I further agree with Mr. Flynn for the plaintiff that Mr. Smith's opening remarks at the inception of the trial that no purpose would be served in proceeding with the trial on the merits as the plaintiffs particulars of claim were fatally defective in that same did not disclose a cause of action was not in accordance with the rules. Mr. Smith urged the court of dismiss the matter even before hearing the merits. The court found in favour of the plaintiff and the matter proceeded to the merits.

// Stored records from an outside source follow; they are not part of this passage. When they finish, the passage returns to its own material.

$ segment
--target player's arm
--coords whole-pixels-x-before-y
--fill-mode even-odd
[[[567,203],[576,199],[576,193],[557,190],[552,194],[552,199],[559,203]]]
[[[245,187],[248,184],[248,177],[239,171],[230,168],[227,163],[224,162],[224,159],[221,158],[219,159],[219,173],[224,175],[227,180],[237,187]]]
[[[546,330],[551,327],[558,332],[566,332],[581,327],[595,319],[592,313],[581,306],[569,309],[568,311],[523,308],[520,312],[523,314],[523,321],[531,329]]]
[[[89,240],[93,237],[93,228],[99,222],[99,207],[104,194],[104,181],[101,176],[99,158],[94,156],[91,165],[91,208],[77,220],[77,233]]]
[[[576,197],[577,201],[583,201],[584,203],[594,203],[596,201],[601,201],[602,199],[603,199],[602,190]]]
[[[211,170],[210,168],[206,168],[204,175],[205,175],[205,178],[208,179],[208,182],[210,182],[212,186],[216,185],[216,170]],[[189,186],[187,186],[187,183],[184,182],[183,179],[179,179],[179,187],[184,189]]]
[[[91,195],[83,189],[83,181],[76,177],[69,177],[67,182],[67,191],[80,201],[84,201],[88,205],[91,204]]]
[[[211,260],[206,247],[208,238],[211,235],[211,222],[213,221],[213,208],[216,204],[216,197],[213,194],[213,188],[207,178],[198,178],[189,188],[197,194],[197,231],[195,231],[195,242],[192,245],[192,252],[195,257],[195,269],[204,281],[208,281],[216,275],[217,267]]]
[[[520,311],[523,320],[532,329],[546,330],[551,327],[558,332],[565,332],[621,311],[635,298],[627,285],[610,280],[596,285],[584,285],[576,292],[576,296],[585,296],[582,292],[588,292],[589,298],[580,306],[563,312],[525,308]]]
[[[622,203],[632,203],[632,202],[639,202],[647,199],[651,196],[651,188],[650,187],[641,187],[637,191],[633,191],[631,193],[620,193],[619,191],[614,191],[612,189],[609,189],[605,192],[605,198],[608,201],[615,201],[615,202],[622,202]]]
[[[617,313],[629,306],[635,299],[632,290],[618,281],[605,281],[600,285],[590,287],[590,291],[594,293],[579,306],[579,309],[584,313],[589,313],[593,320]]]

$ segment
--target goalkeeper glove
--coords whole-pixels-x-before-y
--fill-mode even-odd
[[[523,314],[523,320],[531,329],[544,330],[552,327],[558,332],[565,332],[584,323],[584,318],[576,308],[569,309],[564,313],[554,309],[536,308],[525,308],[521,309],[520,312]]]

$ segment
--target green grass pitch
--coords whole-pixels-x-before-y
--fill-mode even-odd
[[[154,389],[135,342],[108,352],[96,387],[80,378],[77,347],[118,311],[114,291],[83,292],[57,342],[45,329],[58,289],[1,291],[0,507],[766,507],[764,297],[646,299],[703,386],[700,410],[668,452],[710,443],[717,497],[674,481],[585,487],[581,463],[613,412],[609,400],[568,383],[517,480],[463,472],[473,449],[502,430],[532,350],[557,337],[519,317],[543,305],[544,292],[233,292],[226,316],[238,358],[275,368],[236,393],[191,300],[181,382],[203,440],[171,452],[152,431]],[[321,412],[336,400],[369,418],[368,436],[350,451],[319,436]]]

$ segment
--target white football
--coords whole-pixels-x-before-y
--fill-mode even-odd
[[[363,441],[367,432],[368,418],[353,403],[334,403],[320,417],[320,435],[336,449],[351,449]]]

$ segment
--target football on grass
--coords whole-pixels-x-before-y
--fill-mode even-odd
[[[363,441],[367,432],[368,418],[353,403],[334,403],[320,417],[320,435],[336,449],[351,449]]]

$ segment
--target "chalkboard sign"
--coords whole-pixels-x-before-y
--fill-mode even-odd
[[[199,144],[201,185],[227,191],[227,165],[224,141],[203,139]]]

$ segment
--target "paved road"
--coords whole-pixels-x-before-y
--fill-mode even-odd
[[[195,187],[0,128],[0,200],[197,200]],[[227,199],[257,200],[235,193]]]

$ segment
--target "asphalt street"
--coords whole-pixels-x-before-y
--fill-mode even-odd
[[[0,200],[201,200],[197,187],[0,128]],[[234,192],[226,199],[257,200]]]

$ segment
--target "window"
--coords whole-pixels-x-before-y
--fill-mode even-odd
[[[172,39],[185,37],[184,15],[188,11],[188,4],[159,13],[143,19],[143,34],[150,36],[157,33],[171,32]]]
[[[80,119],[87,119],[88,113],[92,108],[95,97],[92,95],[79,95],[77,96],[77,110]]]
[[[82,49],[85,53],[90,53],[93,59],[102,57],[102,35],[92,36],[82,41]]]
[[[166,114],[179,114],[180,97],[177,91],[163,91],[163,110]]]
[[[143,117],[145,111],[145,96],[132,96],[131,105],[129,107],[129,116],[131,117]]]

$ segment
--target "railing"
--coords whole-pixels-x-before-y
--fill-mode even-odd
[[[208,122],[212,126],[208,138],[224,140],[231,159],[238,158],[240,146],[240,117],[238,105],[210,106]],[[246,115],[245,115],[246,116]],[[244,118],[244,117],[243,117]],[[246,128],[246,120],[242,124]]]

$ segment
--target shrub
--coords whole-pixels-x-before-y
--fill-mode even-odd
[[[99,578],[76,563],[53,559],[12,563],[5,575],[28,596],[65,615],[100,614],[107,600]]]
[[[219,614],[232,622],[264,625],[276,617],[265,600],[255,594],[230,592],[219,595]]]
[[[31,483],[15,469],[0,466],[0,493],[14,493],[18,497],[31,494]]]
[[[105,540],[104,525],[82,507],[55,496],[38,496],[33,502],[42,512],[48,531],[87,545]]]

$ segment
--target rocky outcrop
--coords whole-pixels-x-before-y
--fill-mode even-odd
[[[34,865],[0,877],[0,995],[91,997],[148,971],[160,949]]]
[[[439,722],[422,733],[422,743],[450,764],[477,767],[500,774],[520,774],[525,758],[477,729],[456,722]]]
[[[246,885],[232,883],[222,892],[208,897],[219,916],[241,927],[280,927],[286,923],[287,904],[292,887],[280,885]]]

It was only when the plaintiff sought to introduce viva voce evidence in violation of annexure "A" that an objection by Mr. Smith was made; and the court ruled in favour of the defendant. Thereafter Mr. Flynn did not persist in leading the evidence relating to annexure "A" which in terms of the courts ruling would be contrary to clause 11 and 14 of annexure "A". I have been referred to GOVERNMENT BS VIANINC FERRO CONCRETE PIPES (PTY) LTD 1941 AD 43 @ 47 and a number of other authoritative South African cases. I am convinced that the ruling I made disallowing the admissibility of the intended evidence by plaintiff was in my considered view correct I turned down an application by Mr. Flynn to amend plaintiff's particulars of claim at an advanced stage of the trial. This application for an amendment sought to introduce an element of a fraudulent misrepresentation which was not there in the original particulars of claim. In my view this amendment if allowed would introduce a new cause of action to the prejudice of the defendant. The plaintiff could not take its case any further. It rested its case.


The problem which then arose was whether in all the circumstances of the case a proper verdict would be one of absolution from the instance with costs in favour of the defendant or a dismissal of the case for the plaintiff with costs.


Although counsel for the litigants agreed to file further heads of argument within 14 days to deal specifically with an appropriate order as to costs as indeed an appropriate finding by this court. This, Mr. Smith on behalf of the defendant has done. I have however not received any submissions from plaintiffs counsel. Considering the manner in which Mr. Smith sought to apply for an amendment to include a special plea instead of an exception I am inclined to avoid any speculation on what plaintiff would have done had a proper procedure been followed by Mr. Smith on behalf of defendant.


If an absolution from the instance is granted. I am of the view that both litigants are at large to again reinstate the matter in any form they each deem fit.


Considering all the circumstances of this case, I find that a proper order is one of absolution from the instance. I do not find this case to be one where punitive costs should be ordered; there being a very strong possibility that this is not the end of the matter. However, considering the dilatoriness on the party of the plaintiff's instructing attorneys I am of the view that the costs be those of an ordinary scale but these costs to include those of counsel for the defendant.